Elle voulait le croire. Elle voulait croire que le chagrin dans sa voix était réel, que la tendresse de son geste reflétait quelque chose d’authentique. Mais elle avait lu les secrets de la Couronne. Elle savait ce que le trône faisait à ceux qui le convoitaient. Elle savait comment le pouvoir corrompait même les meilleures intentions.

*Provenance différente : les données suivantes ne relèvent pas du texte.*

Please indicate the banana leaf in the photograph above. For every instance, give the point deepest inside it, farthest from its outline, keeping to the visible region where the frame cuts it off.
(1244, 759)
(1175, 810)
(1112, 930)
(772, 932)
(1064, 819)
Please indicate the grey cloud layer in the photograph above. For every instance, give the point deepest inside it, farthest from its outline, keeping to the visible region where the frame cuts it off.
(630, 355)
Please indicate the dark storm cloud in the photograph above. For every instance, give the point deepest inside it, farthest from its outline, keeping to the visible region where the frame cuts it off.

Cassian était un Claimant. Il voulait le trône. Et elle venait de lui donner le savoir dont il avait besoin pour s’en emparer.
« Tu es désolé parce que tu tiens à moi, dit-elle, ou parce qu’un outil abîmé est moins utile ? »
Sa main s’immobilisa contre sa tempe. Elle crut qu’il allait se retirer, se réfugier derrière ses murs de calcul et de maîtrise.
Au lieu de cela, il soutint son regard.
« Peut-être. » Il parla doucement. « C’est une question à laquelle je suis encore en train de répondre moi-même. »
Il ne retira pas sa main. Elle ne s’écarta pas.
En contrebas, les lumières de la ville brûlaient comme mille petites flammes, chacune une vie qui serait touchée par ce qu’ils venaient de mettre en marche. La Couronne des Heures pesait lourd dans ses mains abîmées. Et, quelque part dans les profondeurs cristallines de la chambre forte, le fantôme de son moi plus âgé vacillait encore dans les parois, les yeux creux, avertissant de coûts qui restaient à venir.